In front of Oyunohara are rice fields. The rice harvested in these fields is used to make kamamochi, a famous confectionery at Kumano Hongu Taisha.

Directions to the Kumano Grand Shrines from Nagoya

Recapping the journey: we started at Kumano Nachi Taisha and Seigando-ji Temple, the furthest from Nagoya, and it takes the most time to visit. Then we went through Kumano Hayatama Taisha and Kamikura Shrine, and finally to Kumano Hongu Taisha.

The tour's starting point of Nachi-katsuura Town is a famous tuna fishing port where you can savor fresh seafood at Nigiwai Market. The market is open from 8:00 a.m., so eat a hearty meal in the morning to get ready for the Kumano Grand Shrines tour.

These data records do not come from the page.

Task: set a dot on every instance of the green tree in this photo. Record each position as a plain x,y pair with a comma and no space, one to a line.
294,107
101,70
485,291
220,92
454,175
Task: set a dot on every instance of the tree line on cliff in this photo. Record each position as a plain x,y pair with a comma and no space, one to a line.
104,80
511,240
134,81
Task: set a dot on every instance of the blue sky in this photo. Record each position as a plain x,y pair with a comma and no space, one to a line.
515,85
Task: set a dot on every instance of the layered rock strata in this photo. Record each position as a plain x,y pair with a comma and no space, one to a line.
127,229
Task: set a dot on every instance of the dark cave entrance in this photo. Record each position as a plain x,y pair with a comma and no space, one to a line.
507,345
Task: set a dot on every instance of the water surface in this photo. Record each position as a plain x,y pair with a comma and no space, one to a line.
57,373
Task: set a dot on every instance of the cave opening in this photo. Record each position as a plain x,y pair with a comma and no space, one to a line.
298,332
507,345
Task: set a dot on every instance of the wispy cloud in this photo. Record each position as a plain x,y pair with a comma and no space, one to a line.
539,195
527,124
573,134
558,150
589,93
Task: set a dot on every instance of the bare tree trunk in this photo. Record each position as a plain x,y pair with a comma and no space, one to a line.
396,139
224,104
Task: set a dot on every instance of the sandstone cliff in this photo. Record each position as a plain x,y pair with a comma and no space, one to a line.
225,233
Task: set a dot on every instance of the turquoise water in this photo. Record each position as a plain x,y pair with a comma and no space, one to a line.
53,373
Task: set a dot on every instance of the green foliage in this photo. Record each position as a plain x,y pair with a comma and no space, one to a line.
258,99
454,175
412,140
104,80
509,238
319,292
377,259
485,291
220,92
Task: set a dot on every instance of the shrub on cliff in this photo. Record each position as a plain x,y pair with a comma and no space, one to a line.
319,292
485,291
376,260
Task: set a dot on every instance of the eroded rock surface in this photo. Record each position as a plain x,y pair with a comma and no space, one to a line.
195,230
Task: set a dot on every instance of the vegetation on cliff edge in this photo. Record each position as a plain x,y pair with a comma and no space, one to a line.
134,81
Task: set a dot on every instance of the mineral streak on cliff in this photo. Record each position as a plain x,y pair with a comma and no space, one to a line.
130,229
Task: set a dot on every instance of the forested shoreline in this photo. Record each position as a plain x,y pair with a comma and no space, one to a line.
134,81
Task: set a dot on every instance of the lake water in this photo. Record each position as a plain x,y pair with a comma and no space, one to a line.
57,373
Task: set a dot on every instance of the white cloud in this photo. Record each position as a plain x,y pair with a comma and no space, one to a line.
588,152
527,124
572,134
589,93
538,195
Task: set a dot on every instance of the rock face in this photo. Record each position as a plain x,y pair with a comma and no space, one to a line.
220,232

Nigiwai Market, open from 8:00 a.m.
Fresh sashimi is readily available
  • Kumano Nachi Taisha
    Time required: 3 hours, including the hike up Daimonzaka
  • ↓By car: 40 minutes

  • Kumano Hayatama Taisha and Kamikura Shrine
    Time required: 90 minutes
  • ↓By car: 50 minutes

  • Kumano Hongu Taisha and Oyunohara
    Time required: 60 minutes

If you are driving

It takes about 2 hours and 30 minutes from Nagoya to Kumano Nachi Taisha in Nachi-katsuura Town. First, take the Tomeihan Expressway, Ise Expressway, and Kisei Expressway and get off the expressway at the Kumano Odomari IC on Kumano Owase Road. From there, it is about 1 hour via National Route 42. Including rest time, the drive should take about 4 hours.

If you are using public transportation

If you are going to Kumano Nachi Taisha by train from Nagoya, take the JR Kisei Honsen limited express to Kii-Katsuura Station, a 3-hour and 50-minute ride without transfers. From Kii-Katsuura Station, the Kumano Gobo Nankai Bus operates a regular sightseeing bus service to the Kumano Grand Shrines. It departs in the morning, so you must spend the night before in the Kii-Katsuura Station area.


With the opening of the Kumano Owase Road in 2021 and the improvements to the surrounding roads, access to the Kumano area has improved dramatically, making it even easier to visit. If you are coming from Nagoya, we recommend visiting the Kumano Kodo Ise Road, which offers hiking along with Magosetouge Pass and the Matsumoto Pass. How about stepping onto one of the ancient paths and imagining the bygone travelers who set out on the Kumano Grand Shrines?